In terms of what to build, build something that solves someone else's problem. Essentially, build a product. 'How much does an app cost' websites don't do that because they're focused on solving your problem (getting clients) rather than the clients' problems in their business domains.

To put it another way, build something that shows people that you have the skill and knowledge to solve one of their business problems rather than building something that generates leads.

1 comments

Thanks for the reply. I'll try to keep doing cold emailing, though sometimes I feel that I'm just emailing a wall who never replies. I've read tons of books and courses on how to write best emails and I do follow them - it's just that clients already have a dev team or they are not looking to outsource at that point of time - which boils down to unresponsiveness.

'How much does an app cost' websites do solve a problem - they give the customer instant quote or estimate for their app. And it does also solve the 'getting clients' problem.

Ideally, I want to do something that's a win - win for both.

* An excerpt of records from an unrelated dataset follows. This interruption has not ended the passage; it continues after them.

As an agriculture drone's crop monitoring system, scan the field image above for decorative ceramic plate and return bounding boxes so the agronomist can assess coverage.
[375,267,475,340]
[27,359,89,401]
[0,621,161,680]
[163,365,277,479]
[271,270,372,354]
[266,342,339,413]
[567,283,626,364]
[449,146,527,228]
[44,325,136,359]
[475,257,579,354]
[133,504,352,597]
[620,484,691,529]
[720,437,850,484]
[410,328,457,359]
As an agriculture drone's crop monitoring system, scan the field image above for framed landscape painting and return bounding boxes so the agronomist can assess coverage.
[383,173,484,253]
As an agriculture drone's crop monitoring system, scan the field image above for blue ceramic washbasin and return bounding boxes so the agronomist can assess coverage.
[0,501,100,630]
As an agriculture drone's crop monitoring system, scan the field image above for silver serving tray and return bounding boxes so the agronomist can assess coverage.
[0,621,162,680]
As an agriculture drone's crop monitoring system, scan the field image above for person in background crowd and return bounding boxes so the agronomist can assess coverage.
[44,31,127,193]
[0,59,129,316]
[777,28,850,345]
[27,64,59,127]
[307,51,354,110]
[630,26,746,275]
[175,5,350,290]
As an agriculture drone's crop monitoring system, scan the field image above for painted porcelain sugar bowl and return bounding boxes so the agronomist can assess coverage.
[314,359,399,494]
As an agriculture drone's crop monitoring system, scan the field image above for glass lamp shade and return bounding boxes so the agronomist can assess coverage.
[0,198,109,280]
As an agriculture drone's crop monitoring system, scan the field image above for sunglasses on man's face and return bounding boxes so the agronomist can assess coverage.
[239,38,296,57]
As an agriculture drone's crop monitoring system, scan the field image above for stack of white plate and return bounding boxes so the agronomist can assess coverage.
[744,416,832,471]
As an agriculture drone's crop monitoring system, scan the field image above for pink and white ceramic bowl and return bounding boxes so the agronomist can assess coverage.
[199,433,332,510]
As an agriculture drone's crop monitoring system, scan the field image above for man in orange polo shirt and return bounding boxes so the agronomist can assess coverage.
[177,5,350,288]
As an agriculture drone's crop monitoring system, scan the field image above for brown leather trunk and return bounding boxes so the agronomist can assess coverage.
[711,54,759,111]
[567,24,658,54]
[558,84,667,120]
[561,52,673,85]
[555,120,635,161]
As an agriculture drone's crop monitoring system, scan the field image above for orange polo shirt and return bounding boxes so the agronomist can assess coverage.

I am not advocating cold emailing. I am advocating cold calling with a phone or in person.
Ok, I've never actually done cold calling. I don't like being on the receiving end of cold calls - so I figure others wouldn't like it either. But in person would be much better.
People usually do not like it, that's what makes it hard work. It's also more effective because it allows collecting more intelligence. The decision maker's personal assistant knows something about the company and can provide valuable insight to the organization and its pain points. The receptionist knows the org chart.